NWO - New Worlds Observer
The Navigation and Mission Design Branch provided mission design and operations planning support to the proposal mission New Worlds Observer (NWO), an exo-planet and general astrophysics mission flying in the vicinity of the Sun-Earth L2 libration point. The two-spacecraft mission consists of a 4-m telescope in a traditional L2 libration point orbit, and a 50-m diameter Starshade spacecraft which flies in formation with the Telescope, at ~80,000 km distance. The Starshade spacecraft will fly between the NWO telescope and the target star when exo-planet observations are being made; it blocks the light from the star in such a way that the telescope can search for planets orbiting the star.

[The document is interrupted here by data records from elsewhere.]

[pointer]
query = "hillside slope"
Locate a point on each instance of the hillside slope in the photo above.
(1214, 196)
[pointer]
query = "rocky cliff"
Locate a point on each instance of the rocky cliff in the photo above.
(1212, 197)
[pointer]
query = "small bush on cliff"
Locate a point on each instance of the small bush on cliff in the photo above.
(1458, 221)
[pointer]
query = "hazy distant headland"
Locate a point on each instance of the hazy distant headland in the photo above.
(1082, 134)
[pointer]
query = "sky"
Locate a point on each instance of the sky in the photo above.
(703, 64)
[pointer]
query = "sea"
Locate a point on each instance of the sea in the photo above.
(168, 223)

The Starshade is the workhorse of the two, changing its orbit approximately every two weeks to get into position for the next exo-planet star target; this is accomplished using a low thrust solar electric propulsion system with approximately 10 km/sec of delta-v capability. The NWO telescope will be performing other astrophysics observations, during this period, only pointing towards the target star when the Starshade is in position. At this time, the Starshade uses a bipropellant propulsion system to maintain its position along this line of sight between the star and telescope to within +/-1 m, maneuvering every 20 minutes during the entire exo-planet observation period.

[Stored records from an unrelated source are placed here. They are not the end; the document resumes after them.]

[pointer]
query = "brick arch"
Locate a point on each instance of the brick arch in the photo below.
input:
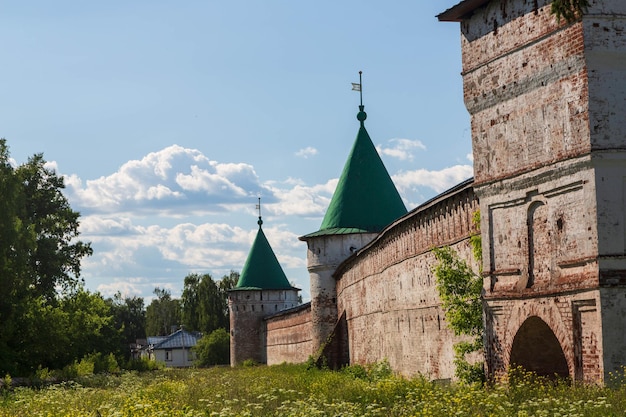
(539, 242)
(547, 313)
(536, 348)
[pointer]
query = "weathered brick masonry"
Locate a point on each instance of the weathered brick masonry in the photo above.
(388, 292)
(288, 337)
(547, 101)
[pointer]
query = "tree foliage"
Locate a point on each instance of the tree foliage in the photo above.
(39, 254)
(460, 291)
(569, 10)
(163, 313)
(205, 302)
(129, 316)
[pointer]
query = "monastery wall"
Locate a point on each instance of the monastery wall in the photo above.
(387, 290)
(525, 85)
(288, 336)
(547, 102)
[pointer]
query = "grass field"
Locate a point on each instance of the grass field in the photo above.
(294, 390)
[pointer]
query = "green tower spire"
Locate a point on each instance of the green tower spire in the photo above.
(262, 271)
(366, 199)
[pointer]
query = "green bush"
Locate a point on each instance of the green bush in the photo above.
(213, 349)
(143, 365)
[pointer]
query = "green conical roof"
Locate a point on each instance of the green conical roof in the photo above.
(365, 200)
(262, 270)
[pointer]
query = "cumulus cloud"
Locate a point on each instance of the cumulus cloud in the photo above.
(437, 180)
(171, 178)
(300, 200)
(306, 152)
(401, 149)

The NWO mission presents many interesting challenges in the flight dynamics area. During the past year, NMDB has supported two GSFC Integrated Design Center studies, one for the instrument and one for the mission itself. Some of the issues supported for NWO include the redesign of the reference Telescope L2 trajectory, which was nearly coplanar with the ecliptic plane and thus experienced many shadow periods; determining the feasibility of the Starshade Spacecraft trajectory with respect to the two propulsion systems; orbit determination and navigation feasibility, in particular for the constantly maneuvering Starshade; momentum unloading frequency and magnitude for both spacecraft due to non-trivial solar radiation pressure perturbations on these two large-area spacecraft; and mission operations concepts for launch through the 5-year lifetime for the Starshade and the 10-year goal for the Telescope.
Branch members Dave Folta and Karen Richon provided NWO with trajectory analysis, with an initial feasibility analysis of the formation flying concept, which included a high-fidelity example of the Starshade trajectory demonstrating a targeting method for the low thrust retargeting maneuvers. Analysis is being performed by the NMDB to redesign the reference orbit and to refine the Starshade trajectory to demonstrate the feasibility of meeting the science requirements with the current concept in preparation for the Non-Advocacy Review in November 2008 and the submission to the National Science Foundation Decadal review next year.